Dougherty received the contract for a 2,000-seat auditorium, Tennessee's War Memorial Building, now known as the War Memorial Auditorium (1922) in a "spirited competition" according to the Nashville Tennessean. A jury of nationally-known architects devised a competition to narrow the competitors to six; three from Tennessee and three from out-of state.
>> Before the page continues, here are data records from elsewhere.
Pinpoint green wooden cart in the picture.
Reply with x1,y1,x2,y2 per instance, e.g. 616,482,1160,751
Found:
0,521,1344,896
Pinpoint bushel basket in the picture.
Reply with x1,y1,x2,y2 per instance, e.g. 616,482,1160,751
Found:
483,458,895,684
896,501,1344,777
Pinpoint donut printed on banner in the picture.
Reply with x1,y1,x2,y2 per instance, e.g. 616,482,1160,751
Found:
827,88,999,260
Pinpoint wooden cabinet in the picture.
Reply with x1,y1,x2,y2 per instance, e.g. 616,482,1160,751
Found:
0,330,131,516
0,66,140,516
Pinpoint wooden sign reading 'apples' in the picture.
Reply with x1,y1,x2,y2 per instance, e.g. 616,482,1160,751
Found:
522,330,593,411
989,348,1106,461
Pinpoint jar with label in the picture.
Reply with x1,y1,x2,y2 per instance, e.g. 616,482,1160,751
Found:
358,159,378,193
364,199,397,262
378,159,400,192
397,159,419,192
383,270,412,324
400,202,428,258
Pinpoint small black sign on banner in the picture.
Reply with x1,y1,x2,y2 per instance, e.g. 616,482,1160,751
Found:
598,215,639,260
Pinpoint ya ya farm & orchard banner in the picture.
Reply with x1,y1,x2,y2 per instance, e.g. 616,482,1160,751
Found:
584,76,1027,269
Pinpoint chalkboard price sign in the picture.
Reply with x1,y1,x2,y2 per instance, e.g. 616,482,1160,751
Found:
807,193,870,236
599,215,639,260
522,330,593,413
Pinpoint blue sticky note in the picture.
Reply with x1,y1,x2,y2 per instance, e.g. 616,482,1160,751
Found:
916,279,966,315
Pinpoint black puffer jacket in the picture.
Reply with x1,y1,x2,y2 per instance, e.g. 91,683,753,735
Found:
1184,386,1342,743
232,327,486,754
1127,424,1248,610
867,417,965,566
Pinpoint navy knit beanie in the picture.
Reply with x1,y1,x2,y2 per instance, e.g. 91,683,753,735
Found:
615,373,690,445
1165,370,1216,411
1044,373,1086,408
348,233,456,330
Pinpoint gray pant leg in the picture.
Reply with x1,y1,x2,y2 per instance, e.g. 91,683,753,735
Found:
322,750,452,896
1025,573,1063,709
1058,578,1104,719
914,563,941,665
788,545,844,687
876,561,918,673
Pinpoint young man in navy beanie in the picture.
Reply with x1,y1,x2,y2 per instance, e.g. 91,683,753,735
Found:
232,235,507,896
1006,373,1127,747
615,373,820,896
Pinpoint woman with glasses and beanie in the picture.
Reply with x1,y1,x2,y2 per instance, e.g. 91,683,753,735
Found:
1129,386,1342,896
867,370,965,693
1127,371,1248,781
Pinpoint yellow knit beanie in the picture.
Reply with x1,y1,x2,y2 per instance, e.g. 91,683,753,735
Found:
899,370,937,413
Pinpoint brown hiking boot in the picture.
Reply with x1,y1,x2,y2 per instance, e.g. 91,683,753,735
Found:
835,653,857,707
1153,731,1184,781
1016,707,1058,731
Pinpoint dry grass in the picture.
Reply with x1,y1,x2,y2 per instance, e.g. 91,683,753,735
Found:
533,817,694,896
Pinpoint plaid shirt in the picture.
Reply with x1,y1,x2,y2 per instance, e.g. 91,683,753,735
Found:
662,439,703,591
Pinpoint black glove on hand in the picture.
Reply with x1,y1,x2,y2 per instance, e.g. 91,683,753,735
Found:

The designers were kept anonymous and the choice was made by a commission of local city fathers at the Hermitage Hotel in Nashville on February 14, 1922. Dougherty's design was the unanimous choice.

==Personal life==
Dougherty married Blanch Carson on June 5, 1907.

==Death==
Dougherty died on November 11, 1943, at a Nashville Hospital at age 68. He had suffered a heart attack at his apartment the night before.

==Works==
- One or more works in Adair Park Historic District, bounded by Metropolitan Pkwy., Lexington Ave., Norfolk Southern RR and Shelton Ave., Atlanta, Georgia (Dougherty, Edward E., et al.), NRHP-listed
- Central Baptist Church, 500 N.E. 1st Ave., Miami, Florida (Dougherty & Gardner), NRHP-listed
- Central Presbyterian Church, 201 Washington St. SW, Atlanta, Georgia (Dougherty & Gardner), NRHP-listed
- Doctor's Building, 706 Church St., Nashville, Tennessee (Dougherty and Gardner), NRHP-listed
- Druid Hills Baptist Church (1925–1928) 1085 Ponce de Leon Ave. NE at Moreland Ave., Druid Hills, City of Atlanta
- Druid Hills Golf Club (1912–1914)
- Guildfor Dudley, Sr. and Anne Dallas House, 5401 Hillsboro Pike Forest Hills, Tennessee (Dougherty & Gardner), NRHP-listed
- Belle Meade Country Club Nashville, 815 Belle Meade Boulevard
- First Baptist Church, Winston-Salem, North Carolina (Dougherty & Gardner)
- First Baptist Church, 510 Main Ave., Knoxville, Tennessee (Dougherty & Gardner), NRHP-listed
- Highland School, 978 North Ave., NE, Atlanta, Georgia (Dougherty, Edward E.), NRHP-listed
- Hil'ardin/Sharp-Hardin-Wright House, 212 S. Lee St., Forsyth, Georgia (Dougherty & Gardner), NRHP-listed
- Home Park School, 1031 State St., NW, Atlanta, Georgia (Dougherty, Edward), NRHP-listed
- Imperial Hotel, 355 Peachtree St., Atlanta, Georgia (Dougherty, Edward E.), NRHP-listed
- One or more works in Valdosta Commercial Historic District (Boundary Increase), roughly bounded by Valley, Lee, and Toombs Sts. and Crane Ave., Valdosta, Georgia (Dougherty, Edward E.), NRHP-listed
- Sam Venable home, also known as Stonehedge Mansion and now converted to St. John's Lutheran Church (Atlanta, Georgia)
- Central Baptist Church, 500 NE 1st Ave. Miami, Florida (with Thomas Gardner) It was built on lots donated by Henry Flagler.